Pendiri: Imam Ahmad bin Hanbal (164 H – 241 H / 780 M – 855 M)

Latar Belakang: Imam Ahmad bin Hanbal lahir di Baghdad pada tahun 164 H. Beliau dikenal sebagai seorang ulama yang sangat hati-hati dalam menerima hadis dan cenderung mengutamakan teks-teks yang sangat sahih. Imam Hanbal dikenal sebagai sosok yang sangat teguh dalam berpegang pada teks Al-Qur’an dan Hadis, serta menolak banyak pendapat yang tidak berbasis pada keduanya.

Ciri Khas Mazhab Hanbali:

Ketaatan pada Hadis: Imam Hanbal sangat ketat dalam menerima hadis dan lebih mengutamakan hadis yang sahih (autentik). Beliau hampir tidak menggunakan qiyas dalam banyak masalah, kecuali jika tidak ada teks dari Al-Qur’an atau Hadis.

Penggunaan Ijma’ yang Sangat Terbatas: Imam Hanbal jarang menggunakan ijma’ sebagai dasar hukum, kecuali jika ada ijma’ yang sangat jelas dan tegas.

Kewenangan dalam Ijtihad: Imam Hanbal mengutamakan ijtihad individu dengan ketelitian dan hati-hati. Beliau sangat selektif dalam menerima pendapat selain dari Al-Qur’an dan Hadis.

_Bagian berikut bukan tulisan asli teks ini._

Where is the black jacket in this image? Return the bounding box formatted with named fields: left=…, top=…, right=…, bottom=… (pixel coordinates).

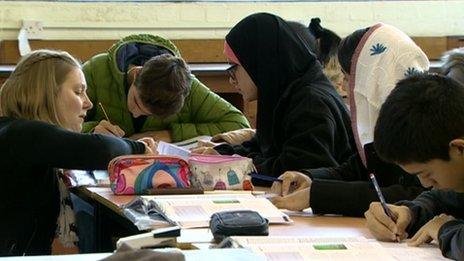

Penyebaran: Mazhab Hanbali lebih terbatas penyebarannya jika dibandingkan dengan tiga mazhab lainnya. Ia banyak berkembang di Arab Saudi dan sebagian besar wilayah Teluk Persia. Meskipun demikian, pengaruhnya sangat kuat di kalangan kalangan ulama konservatif.

Kesimpulan

Keempat mazhab ini memiliki perbedaan dalam pendekatan mereka terhadap sumber-sumber hukum Islam, namun semuanya berlandaskan pada Al-Qur’an dan Hadis. Mazhab Hanafi lebih mengutamakan qiyas dan ijtihad, Maliki menghargai praktek masyarakat Madinah, Syafi’i menekankan metode yang sistematis, dan Hanbali lebih konservatif dalam mengutamakan hadis sahih. Keempat mazhab ini terus berkembang dan menjadi landasan hukum di berbagai bagian dunia Islam.